A couple of other favourite podcast episodes that have made me less ignorant about some other things:

Pinned over the winter

  • The Risks of Using Auction Prices as Artworks’ Fair Market Value (Artsy) I am aware that the high-end art market is a weird financial scam run by rich people, but this article gives some great examples of how that actually works. Secret agreements, price fixing, show auctions– what a trip!
  • The Value of Childhood Crushes (The New York Times) It’s rare enough to see children respected as whole people that each instance is a treat. What a sweet and caring little article about a sweet and lovely topic, crushes.

    One option, of course, is to do nothing at all about a crush except to savor it. “That is so safe,” Mr. Smallidge said. “That’s such a delicious feeling. One of the messages that would be nice for kids to hear is that they don’t have to do anything about crushes. A crush has its own value because it opens us up and it’s exciting. And most of them, I would say, end there.”

  • Delete Your Account Now: A Conversation with Jaron Lanier (Los Angeles Review of Books) I had my usual Jaron Lanier response to this, which is to really enjoy reading a critical perspective on Silicon Valley by someone who knows a lot of insider lore, while simultaneously dreading the condensed version of this I will be hearing from oppressively anti-tech/pro-human-connection west coast hippies for the next few years. Also, being filled with desire for Lanier to cut off his weird white man dreadlocks. I had forgotten about this SEC decision:

    One thing that’s really interesting is that Facebook is not a normal company, in the sense that its valuation when it went public wasn’t based on how much money it made, which is what would normally happen with a business. It actually somehow talked the SEC into creating this other category, where it would be valued based simply on how much it was used, just on user engagement. And I think that was one of the most dreadful decisions in the history of financial governance, because, unfortunately, it set the pattern for other companies that went public later, like Twitter. So it’s almost like a government mandate that, instead of actually making money and serving customers, a company will become an addiction and behavior modification empire.

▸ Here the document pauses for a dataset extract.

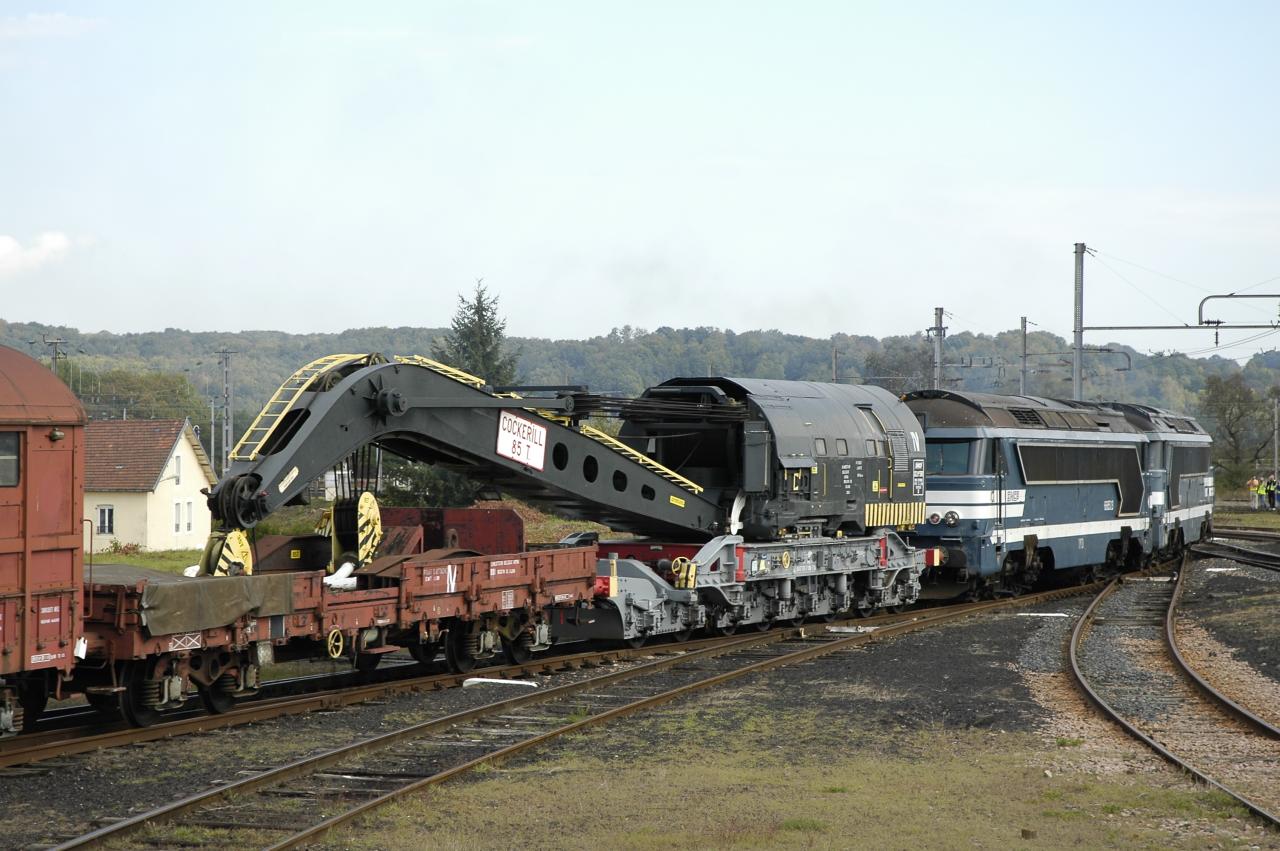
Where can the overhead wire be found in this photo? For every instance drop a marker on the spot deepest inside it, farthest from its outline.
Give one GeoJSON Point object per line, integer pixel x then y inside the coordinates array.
{"type": "Point", "coordinates": [1141, 291]}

  • Can New Energy Technologies Save the Planet? Ask the Sperm Whale (The Tyee) Andrew Nikiforuk points out that most of the whales that were killed for oil were killed after the invention of refined fossil fuels made that oil unnecessary, because that invention also made boats a lot better at chasing whales. Capitalism can’t be used to conserve anything; its whole thing is to run the planet into the ground.
  • Leashes, licences for cats promoted as way to protect birds (Times Colonist) Do it, Saanich! This is my #2 favourite minor political goal behind getting rid of daylight savings time.
  • Island Voices: Seeing the forest for the trees in urban planning (Times Colonist) An informed, coherent letter to the editor is a joy.